Passages imbued with the humility of life alternate with erect mediators. The thrilling “Tennessee Tips” is a mockery of his own mortality, and in it Miller returns to one of the many past nights during which he danced with the Devil (read: addictive substances), in “Red Flag Flies” the musicians play harmoniously with the hellish triton and to God they return again in “Rosary”. Fury at the heart crowns “Locust Laced” with its cascade of sharpened guitars. “I feel like dynamite. I feel like I’m going to die tonight,” is a concise summary of the philosophy of Sleigh Bells and their disturbing ambivalence – euphoria on the outside, depression on the inside. “Locust Laced” sounds like the motif of a boisterous party, where you spark like sparklers and then you just count the losses after the explosion. Because the cursed fate cannot be escaped. And you can do your best to break through the wall (which is exceptionally not a metaphor, but an allusion to the clip of the same name, play it). The biggest flight, “Hummingbird Bomb”, the band kept at the end. What at first sounds like a singing rehearsal in clinking bells turns into a metal riot in which the band lyrically returns to the title exit; the idea of escape, in this case a literal departure from life. The real highlight comes with a bridge in which the song moves melodically to other parts and Krauss apologizes to everyone against the background of soaring keyboard tones. With the increasing intensity of her expression, it is again revealed what beauty can be in sorrow and that even gloomy ends can carry hope and liberation.

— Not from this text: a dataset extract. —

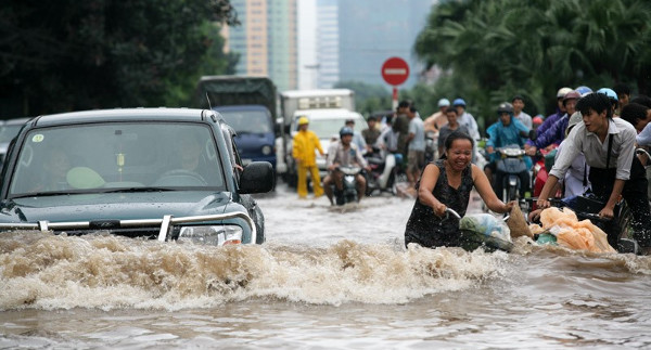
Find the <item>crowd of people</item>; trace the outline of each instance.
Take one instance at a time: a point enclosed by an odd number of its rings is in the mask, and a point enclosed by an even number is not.
[[[452,208],[463,216],[473,187],[495,212],[507,212],[515,205],[496,195],[501,193],[502,176],[496,169],[499,159],[496,150],[516,145],[525,151],[526,170],[519,174],[522,197],[533,195],[534,159],[556,153],[536,200],[538,211],[532,212],[529,219],[535,220],[536,213],[549,207],[549,198],[554,196],[590,194],[603,203],[599,216],[607,219],[613,218],[615,205],[623,199],[633,213],[635,238],[648,249],[651,189],[647,169],[651,167],[646,169],[646,166],[651,159],[646,156],[648,153],[636,150],[651,146],[651,99],[643,95],[631,99],[630,90],[623,85],[597,91],[585,86],[565,87],[557,91],[556,98],[556,112],[547,117],[526,114],[522,95],[501,103],[496,108],[498,120],[485,130],[487,159],[483,167],[477,166],[480,130],[467,111],[465,101],[456,99],[450,103],[441,99],[438,111],[425,118],[412,102],[401,101],[393,115],[381,119],[369,117],[368,128],[358,137],[352,128],[344,128],[342,140],[333,143],[332,154],[328,153],[329,170],[332,172],[333,165],[340,161],[368,167],[361,155],[378,150],[396,155],[403,159],[409,186],[417,197],[407,223],[406,245],[455,246],[458,222],[444,213]],[[354,142],[354,138],[360,142]],[[427,139],[437,140],[433,150],[427,150]],[[324,183],[336,184],[336,179],[329,176]],[[299,184],[301,180],[299,176]],[[359,182],[363,184],[362,179]],[[363,191],[359,192],[361,198]],[[299,190],[301,195],[304,193]]]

The track is given from the point of view of an imaginary hummingbird, which is about to kill a lot of people with a bomb on its body. Of course, everyone can interpret it in their own way. And so, for example, we get a sincere and sensitive apology from the creators of the album, who apologize to their listeners. For all that blasphemy. Flirting with death. Self-destruction. A pain they didn’t look at. However, the result is “Texis”, so be forgiven.